I feel like I want to cut certain people out of my life. I tend to see people’s good sides but i also tend to see their bad sides as well and just deal with it. But when is enough enough? I’m debating about one friend.. I just feel like I’m always there for her.. for everything. And not once.. ok once.. she has been there for me.. okay.. twice. Fuck I don’t know. LOL I’m confused as fuck. Sometimes I feel like you don’t care about me at all. With the trip we just went to I thought you would at least try to make me feel better. But Look here I go again.. I’m making excuses for you. I’m making excuses that you were there for me because you tolerated me. I’m making excuses for you being a bitch to me even though you knew I was having real issues and apologized to you twice.
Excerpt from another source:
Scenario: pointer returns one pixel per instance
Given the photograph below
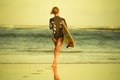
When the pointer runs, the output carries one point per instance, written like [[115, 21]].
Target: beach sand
[[62, 72]]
You weren’t sensitive to that. I’m making excuses that you wouldn’t go out and did whatever I wanted because you knew I was sad. But that’s not true. Why the fuck do I always put you and everyone else above me always. I’m not saying you owe me shit because I go above and beyond fo ryou guys. That’s not the relationships I want to have. I do it because I want to. But sometimes when I need someone there you don’t know how to be. Act like its no big deal… when it is. And I can’t help but make excuses for you. For the way you treat me and that its good enough. But fuck it isn’t. It never was. You do things on your timeline. And I thought that was the way “friendships” were suppose to be like. But i realized I just didn’t know better friendships til now. deep down I felt like it wasn’t enough and that I just expected too much. But it isn’t.. you just don’t know how to be there for me. Or.. should I say want to be there for me. Because you always put yourself first even when I was miserable. Maybe I’m wrong. maybe I’m right. But deep down I know I don’t deserve this shit. AT ALL. And yes I’m re-evaluating. I need to put myself first. And also put people in my life that actually give a fuck about me as much as I do for them. Not some selfish relationships. I’m done giving people my all and getting shit back. I definitely don’t deserve it.